Elqui Valley in north-central Chile

Image via Wikipedia

An earthquake in Chile today. Just yesterday my sister had told me that an old high school friend’s daughter had moved there. The friend had been down visiting her daughter and, I thought, was back home.  When I read about the earthquake, I asked my sister about the daughter. Her reply:  Mother AND daughter are there. No word from them, but we think they’re okay.

I was struck by my reaction to this, but first some more background. I, like my sister, went to high school with the mother. I had seen the daughter, many years ago, as a little girl. She was now living in Chile with her partner. So, here’s the thing. I was vaguely concerned when I heard about people dying in Chile. I was slightly more concerned when I realized my sister’s friend’s daughter might be close to the quake; but when I realized that our high school friend was down there, I felt a physical sensation go through my body. It felt like fear for this woman, whom I haven’t seen in years, but I knew her.
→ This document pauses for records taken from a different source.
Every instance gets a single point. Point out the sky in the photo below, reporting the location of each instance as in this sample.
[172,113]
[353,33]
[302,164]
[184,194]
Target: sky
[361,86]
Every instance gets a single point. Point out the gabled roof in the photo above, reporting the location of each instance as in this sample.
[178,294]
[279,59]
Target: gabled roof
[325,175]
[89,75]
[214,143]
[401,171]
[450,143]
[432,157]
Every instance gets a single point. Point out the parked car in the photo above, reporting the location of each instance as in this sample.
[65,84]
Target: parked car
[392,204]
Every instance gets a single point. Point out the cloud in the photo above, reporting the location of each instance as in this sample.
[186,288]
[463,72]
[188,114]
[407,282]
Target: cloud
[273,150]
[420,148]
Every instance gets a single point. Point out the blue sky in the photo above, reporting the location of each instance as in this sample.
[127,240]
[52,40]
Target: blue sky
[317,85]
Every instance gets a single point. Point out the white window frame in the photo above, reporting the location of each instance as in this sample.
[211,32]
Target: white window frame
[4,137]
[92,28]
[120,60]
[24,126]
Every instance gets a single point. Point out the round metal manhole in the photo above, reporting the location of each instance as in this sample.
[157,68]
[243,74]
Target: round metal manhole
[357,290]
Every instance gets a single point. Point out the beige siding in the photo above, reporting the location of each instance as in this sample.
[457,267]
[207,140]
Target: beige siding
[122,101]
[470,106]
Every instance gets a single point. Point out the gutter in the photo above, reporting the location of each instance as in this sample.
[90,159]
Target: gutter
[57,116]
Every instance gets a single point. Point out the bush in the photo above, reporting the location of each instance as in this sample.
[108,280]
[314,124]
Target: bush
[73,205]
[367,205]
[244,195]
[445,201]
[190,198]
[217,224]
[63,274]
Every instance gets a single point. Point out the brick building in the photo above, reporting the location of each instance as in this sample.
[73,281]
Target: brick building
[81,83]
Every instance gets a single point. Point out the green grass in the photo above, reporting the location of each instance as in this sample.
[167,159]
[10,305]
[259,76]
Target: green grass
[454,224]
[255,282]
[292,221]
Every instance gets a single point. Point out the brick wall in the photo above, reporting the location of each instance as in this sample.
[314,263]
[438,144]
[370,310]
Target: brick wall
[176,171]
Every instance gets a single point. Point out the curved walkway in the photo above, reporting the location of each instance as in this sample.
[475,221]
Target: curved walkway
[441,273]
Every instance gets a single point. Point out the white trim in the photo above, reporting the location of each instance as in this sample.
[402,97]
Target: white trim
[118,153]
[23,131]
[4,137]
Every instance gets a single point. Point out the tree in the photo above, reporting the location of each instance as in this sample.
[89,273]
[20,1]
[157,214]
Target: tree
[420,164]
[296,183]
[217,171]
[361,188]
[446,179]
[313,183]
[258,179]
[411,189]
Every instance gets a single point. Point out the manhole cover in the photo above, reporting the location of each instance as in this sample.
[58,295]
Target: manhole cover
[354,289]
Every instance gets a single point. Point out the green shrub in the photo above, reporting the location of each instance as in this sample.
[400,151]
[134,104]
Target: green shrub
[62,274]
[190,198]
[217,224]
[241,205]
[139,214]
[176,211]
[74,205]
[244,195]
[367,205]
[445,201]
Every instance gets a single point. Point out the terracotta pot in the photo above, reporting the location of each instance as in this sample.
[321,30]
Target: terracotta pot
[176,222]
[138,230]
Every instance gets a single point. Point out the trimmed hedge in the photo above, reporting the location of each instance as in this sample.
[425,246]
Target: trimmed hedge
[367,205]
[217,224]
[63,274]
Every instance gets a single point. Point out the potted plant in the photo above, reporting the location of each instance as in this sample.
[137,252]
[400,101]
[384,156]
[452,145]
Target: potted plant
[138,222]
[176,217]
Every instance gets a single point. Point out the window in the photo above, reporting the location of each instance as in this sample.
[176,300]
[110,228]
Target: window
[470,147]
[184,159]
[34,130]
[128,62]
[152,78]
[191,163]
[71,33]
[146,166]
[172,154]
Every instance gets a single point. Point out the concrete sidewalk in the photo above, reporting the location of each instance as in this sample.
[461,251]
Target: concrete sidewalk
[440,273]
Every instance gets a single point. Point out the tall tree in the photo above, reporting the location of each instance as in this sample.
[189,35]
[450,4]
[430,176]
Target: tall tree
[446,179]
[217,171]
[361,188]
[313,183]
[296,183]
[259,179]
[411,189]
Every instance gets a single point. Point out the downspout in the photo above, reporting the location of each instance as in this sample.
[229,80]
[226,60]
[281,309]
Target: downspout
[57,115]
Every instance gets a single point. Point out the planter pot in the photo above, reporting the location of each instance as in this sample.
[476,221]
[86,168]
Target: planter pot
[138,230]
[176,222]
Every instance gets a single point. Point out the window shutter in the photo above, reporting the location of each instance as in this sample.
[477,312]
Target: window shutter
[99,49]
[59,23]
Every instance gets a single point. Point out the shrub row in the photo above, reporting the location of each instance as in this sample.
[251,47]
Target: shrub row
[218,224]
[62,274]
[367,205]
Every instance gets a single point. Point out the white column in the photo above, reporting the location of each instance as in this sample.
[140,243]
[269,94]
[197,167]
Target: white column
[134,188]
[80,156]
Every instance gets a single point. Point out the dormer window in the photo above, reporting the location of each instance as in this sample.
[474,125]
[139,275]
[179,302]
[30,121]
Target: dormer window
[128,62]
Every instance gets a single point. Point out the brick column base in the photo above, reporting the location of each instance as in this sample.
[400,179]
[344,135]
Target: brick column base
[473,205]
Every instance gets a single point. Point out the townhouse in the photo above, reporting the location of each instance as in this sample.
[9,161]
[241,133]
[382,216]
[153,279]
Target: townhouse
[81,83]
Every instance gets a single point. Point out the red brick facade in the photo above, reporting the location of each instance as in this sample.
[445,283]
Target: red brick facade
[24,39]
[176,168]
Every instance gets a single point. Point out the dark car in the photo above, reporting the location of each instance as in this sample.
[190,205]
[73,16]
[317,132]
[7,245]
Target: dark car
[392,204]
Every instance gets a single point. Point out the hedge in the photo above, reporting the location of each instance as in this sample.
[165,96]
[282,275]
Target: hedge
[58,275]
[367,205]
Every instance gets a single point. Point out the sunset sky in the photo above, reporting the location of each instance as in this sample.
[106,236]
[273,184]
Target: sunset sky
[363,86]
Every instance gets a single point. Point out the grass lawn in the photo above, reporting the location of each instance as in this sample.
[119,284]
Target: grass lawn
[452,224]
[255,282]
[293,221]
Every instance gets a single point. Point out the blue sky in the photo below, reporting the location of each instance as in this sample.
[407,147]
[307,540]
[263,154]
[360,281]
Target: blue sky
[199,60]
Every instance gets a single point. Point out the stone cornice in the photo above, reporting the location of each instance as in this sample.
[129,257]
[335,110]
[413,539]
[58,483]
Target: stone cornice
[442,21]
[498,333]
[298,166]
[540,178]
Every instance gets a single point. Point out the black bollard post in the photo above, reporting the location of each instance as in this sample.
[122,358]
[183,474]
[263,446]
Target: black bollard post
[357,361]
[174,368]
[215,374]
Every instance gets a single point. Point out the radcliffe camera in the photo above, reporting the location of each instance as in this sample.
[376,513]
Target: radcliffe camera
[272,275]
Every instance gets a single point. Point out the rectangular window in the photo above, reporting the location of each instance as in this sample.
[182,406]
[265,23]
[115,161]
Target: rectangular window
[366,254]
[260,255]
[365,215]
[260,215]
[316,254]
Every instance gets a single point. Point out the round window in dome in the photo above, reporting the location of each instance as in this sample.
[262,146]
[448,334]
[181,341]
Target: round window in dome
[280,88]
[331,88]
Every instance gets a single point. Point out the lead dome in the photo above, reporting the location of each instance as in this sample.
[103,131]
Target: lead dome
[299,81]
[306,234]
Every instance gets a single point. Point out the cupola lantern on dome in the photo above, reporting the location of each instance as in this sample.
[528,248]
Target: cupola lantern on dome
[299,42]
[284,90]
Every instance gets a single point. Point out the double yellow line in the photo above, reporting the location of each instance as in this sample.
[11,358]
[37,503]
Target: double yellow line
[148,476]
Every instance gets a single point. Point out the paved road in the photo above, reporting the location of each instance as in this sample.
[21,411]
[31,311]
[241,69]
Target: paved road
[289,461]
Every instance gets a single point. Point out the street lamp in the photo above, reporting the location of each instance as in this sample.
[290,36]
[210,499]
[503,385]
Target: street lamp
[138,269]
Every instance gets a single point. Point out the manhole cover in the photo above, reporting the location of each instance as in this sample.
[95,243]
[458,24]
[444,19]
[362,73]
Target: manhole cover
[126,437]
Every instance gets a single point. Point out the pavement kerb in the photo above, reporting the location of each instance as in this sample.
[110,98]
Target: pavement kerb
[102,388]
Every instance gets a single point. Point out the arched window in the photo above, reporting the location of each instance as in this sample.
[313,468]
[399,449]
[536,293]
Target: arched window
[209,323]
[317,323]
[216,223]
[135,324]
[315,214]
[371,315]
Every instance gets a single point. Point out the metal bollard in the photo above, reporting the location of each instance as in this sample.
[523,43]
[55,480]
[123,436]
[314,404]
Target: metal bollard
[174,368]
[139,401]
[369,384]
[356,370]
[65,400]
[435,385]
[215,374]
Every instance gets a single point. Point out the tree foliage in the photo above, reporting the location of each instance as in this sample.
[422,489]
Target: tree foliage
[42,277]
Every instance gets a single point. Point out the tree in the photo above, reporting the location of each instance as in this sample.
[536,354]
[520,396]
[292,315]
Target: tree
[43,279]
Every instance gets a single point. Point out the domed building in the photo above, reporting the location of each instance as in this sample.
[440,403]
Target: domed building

I guess this is all pretty predictable, but it struck me, and I paid attention to it. I’ve always been critical of people who were more concerned with people who lived closer to them – fellow countrymen, for example, as opposed to foreigners. I’ve always, and still do, think that all people, regardless of where they live, deserve the same amount of happiness and prosperity. Yet, there is no denying that the closer the person is to us – the more real they, and their pain, joy, whatever, are to us.

No big revelation; just noticing. My thoughts and prayers go out to  Chile, as well as the Pacific islands bracing for, and being swept by, the tsunamis.